One of the major drivers in Chicago feeder cattle futures to record a high, on a spot lot basis, close to 160 cents a pound has been the switch to buying by southern US ranchers, who last year sold-down herds as a long-running drought dried up paddocks.
The proportion of Texas pasture rated "good" or "excellent" by the US Department of Agriculture stood at 27% as of Sunday, up from 9% in early June last year, and in Oklahoma at 50%, compared with 29% a year before.
Ranchers’ increasing willingness to rebuild herds is also evident in a reduced slaughter rate, which fell 16.5% last month, with a particular drop in beef cow liquidation in the south, a sign of producers keeping hold of breeding stock.
However, the improvement in southern grass condition, even to relatively weak levels in Texas, has not been mirrored elsewhere, with pastures nationwide rated 47% in good or excellent health, down from 53% a year before.
Missouri now shows as one of the states with the worst pasture condition, of 28%, compared with 64% a year ago.
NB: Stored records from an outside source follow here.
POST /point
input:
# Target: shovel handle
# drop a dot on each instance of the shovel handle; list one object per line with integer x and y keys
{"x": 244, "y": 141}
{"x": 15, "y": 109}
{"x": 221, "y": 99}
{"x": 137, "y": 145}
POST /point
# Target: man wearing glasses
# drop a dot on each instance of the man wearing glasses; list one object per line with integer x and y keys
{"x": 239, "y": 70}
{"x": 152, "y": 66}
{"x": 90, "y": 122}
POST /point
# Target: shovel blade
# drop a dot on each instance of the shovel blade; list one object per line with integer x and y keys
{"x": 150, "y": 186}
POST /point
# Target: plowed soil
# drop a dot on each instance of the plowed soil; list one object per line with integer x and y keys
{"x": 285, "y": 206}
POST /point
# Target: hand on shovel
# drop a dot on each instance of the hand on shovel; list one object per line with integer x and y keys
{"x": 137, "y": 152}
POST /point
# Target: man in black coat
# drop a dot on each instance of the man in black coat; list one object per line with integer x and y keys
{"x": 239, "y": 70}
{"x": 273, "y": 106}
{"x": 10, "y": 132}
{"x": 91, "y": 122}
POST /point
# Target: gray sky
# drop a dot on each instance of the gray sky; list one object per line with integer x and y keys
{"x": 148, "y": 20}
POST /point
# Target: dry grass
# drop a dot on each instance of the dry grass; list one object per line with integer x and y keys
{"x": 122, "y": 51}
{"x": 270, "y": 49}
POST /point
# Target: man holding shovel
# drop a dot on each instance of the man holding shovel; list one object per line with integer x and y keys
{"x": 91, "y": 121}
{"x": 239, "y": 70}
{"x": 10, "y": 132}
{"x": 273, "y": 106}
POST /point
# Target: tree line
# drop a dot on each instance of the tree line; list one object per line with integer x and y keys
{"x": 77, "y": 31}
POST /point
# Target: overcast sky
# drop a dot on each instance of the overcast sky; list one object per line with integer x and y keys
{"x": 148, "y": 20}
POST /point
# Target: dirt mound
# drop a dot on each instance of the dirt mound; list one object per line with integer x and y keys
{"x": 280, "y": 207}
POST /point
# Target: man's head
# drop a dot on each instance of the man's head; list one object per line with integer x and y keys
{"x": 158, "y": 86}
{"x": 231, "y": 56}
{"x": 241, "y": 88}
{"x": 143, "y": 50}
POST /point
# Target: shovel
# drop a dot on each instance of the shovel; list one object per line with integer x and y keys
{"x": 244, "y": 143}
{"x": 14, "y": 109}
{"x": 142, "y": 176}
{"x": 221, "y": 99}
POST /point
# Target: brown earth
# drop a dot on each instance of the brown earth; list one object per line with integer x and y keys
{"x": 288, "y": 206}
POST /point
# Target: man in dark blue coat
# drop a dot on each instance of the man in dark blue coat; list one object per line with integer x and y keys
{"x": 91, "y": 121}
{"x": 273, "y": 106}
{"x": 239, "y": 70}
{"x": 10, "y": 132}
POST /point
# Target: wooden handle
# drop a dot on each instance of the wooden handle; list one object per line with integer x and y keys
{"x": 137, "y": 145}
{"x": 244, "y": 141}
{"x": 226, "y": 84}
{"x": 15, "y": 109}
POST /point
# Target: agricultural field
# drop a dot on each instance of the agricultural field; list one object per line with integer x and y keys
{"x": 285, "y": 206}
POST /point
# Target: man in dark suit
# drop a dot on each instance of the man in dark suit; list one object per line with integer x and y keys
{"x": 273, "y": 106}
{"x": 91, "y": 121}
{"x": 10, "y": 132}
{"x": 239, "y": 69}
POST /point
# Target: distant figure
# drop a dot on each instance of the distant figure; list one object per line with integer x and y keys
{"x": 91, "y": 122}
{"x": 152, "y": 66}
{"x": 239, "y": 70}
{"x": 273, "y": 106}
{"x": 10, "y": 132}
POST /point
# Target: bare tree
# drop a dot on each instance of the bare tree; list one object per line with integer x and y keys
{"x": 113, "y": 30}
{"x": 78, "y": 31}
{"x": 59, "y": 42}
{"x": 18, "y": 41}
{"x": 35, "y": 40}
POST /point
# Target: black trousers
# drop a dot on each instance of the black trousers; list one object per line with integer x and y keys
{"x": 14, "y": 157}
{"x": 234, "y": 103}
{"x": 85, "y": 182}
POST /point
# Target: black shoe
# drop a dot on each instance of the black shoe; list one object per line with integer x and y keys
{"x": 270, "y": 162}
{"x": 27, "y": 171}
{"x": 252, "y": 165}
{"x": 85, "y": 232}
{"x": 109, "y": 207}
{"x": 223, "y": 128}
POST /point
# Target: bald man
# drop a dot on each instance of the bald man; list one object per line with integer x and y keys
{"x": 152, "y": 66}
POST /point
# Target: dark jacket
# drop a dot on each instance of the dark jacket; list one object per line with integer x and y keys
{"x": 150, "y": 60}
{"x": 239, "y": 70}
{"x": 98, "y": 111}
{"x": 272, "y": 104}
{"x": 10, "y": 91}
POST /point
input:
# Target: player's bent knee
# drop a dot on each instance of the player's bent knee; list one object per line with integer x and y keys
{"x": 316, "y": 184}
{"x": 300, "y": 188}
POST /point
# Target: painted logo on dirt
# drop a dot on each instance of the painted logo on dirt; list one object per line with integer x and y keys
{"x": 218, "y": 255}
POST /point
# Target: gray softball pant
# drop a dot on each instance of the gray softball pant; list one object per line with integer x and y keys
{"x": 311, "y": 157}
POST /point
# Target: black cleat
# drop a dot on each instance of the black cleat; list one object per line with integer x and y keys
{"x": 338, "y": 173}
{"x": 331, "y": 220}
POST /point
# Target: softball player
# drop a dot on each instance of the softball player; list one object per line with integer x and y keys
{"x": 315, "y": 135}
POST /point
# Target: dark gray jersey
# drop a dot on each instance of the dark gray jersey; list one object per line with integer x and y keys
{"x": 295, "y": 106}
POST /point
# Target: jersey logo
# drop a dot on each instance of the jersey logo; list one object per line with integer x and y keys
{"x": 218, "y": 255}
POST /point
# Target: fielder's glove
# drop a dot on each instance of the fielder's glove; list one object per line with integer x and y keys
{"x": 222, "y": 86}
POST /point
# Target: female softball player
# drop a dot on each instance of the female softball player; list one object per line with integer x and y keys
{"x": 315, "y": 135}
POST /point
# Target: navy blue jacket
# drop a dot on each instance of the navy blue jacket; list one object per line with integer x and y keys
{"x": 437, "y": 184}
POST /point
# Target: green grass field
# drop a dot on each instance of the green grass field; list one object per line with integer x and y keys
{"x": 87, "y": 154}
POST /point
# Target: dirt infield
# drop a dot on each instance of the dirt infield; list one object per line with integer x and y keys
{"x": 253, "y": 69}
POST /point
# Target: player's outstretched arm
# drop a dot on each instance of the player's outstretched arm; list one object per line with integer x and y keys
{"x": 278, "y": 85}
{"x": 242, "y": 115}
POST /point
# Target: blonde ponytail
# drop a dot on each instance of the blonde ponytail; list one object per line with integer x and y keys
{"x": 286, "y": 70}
"Pasture conditions are worse than a year ago and the 10-year average despite a significant improvement in the situation in Texas and Oklahoma," a report by Paragon Economics and Steiner Consulting said.
"The dividends of a warm winter and improved moisture conditions have largely been had," the briefing said, adding that the question now was whether dryness would force a revival in cow slaughter rates.
"Some early indications show that despite improvements in areas hit by drought last year, there is plenty of room for worry."
The comments come amid broader concerns over dryness in the Midwest which have led many analysts to question US Department of Agriculture forecasts for a record corn yield, of 166 bushels per acre, although USDA chief economist Joseph Glauber on Thursday urged caution over reduced estimates.
Official data on Tuesday rated more than half the Midwest as suffering abormally dry or drought conditions, compared with 1.2% a year before, besides 71% of the High Plains, up from 21%.
"A number of areas in the Midwest have experienced below-normal precipitation in the last month, negatively affecting pastures," Paragon and Steiner said.
In the South 85% was still unusually dry, although the severity of the moisture shortages were generally lower than a year before.
"If current conditions continue, then we will likely see more pressure around the country. Herd rebuilding will have to wait for another year."